A typical comment when I’m frustrated from repeating myself about it-
Me – “Excuse me! Where are you going? Who are you expecting to clean up your plate? This is a family, not a hotel. We all work together to make it work. You’re not asked to do a whole lot. You can certainly take care of your own plate, and I expect you to look for ways to help out. Come on. Get a few things from the table.”
Back to this evening…
For a moment, I did wonder if she had ulterior motives.
Me – “You’re not trying to sell me on something you want to get like watching TV by helping out, are you?”
Her – “No, Daddy. I’m not trying to sell you. Is there anything I can help with?”
Me – “Well, I really appreciate that you asked and thought about how you could help like everyone else is doing. I’m proud of you.”
Nonna did find a couple small things that she could do like take mayo and ketchup to the table.
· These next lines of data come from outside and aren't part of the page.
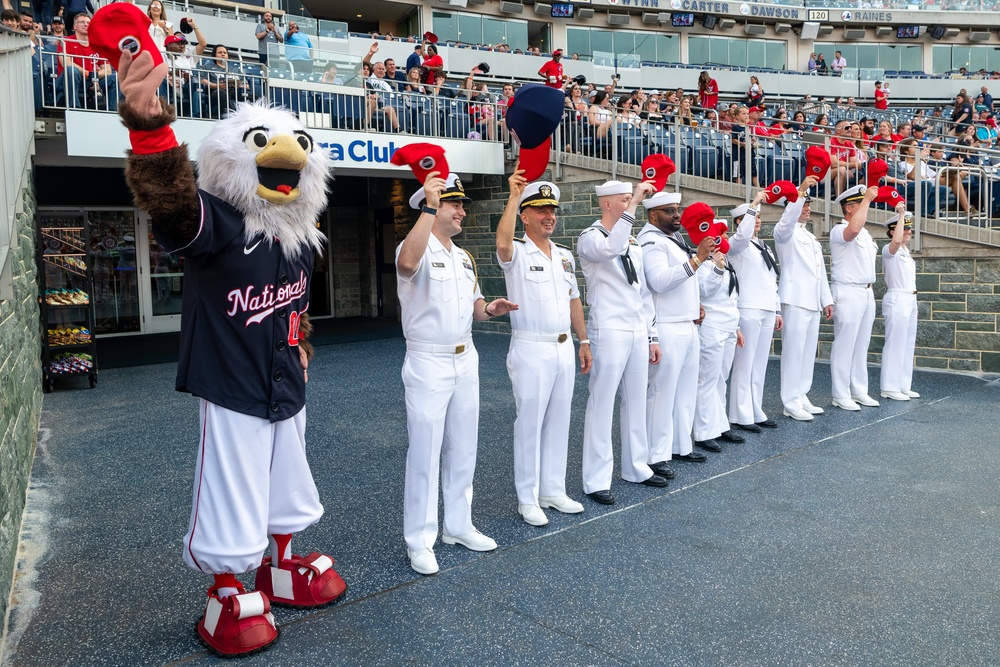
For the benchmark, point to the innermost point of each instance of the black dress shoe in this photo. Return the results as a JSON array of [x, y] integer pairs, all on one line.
[[732, 436], [708, 445], [749, 428], [656, 481], [663, 469], [602, 497]]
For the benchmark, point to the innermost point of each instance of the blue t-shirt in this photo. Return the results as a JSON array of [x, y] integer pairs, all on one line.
[[240, 316]]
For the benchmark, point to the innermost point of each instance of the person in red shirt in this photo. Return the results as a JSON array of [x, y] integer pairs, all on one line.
[[433, 63], [708, 91], [552, 71], [85, 66], [881, 97]]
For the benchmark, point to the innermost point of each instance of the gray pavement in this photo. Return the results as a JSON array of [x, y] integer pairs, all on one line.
[[864, 538]]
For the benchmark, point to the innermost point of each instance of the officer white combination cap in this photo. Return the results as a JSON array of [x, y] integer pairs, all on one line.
[[613, 188], [453, 191], [540, 193], [661, 199]]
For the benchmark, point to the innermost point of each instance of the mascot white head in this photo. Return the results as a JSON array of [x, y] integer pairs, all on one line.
[[262, 161]]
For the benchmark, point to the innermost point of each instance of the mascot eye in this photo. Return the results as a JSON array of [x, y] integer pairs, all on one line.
[[256, 140], [304, 140]]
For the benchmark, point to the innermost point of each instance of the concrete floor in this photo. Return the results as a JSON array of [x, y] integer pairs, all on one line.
[[868, 538]]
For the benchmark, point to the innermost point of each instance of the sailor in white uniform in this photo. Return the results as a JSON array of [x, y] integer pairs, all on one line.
[[541, 278], [672, 275], [852, 272], [899, 309], [439, 293], [760, 316], [622, 333]]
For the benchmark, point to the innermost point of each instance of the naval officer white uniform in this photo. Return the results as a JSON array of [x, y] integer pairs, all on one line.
[[852, 273], [439, 294], [804, 292], [672, 275], [899, 309], [760, 315], [622, 334], [541, 278]]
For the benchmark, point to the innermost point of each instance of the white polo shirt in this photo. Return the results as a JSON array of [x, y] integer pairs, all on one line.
[[542, 287], [853, 263], [438, 300]]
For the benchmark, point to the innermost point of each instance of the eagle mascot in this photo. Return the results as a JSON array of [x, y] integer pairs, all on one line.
[[247, 230]]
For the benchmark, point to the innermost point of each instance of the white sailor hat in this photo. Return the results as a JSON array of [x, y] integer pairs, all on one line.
[[453, 192], [613, 188], [739, 211], [540, 193], [850, 195], [661, 199], [907, 220]]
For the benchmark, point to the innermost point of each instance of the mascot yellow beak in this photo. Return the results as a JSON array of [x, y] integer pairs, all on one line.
[[278, 169]]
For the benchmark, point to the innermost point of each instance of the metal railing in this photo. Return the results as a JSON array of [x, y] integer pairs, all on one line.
[[16, 141]]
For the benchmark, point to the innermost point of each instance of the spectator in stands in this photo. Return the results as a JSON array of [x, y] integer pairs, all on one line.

Then, she and I played hide-and-seek until dinner.
Sort of ironic, I guess. She showed signs of increased maturity, and then I prompted her to play hide-and-seek. But that seems like a good formula for a quality life.
Tend to tasks that help yourself and those around you.
Rinse and repeat.
Anyway, it takes a whole lot of modeling and repeating, but it’s always encouraging when you see values taking hold that will serve her well in life.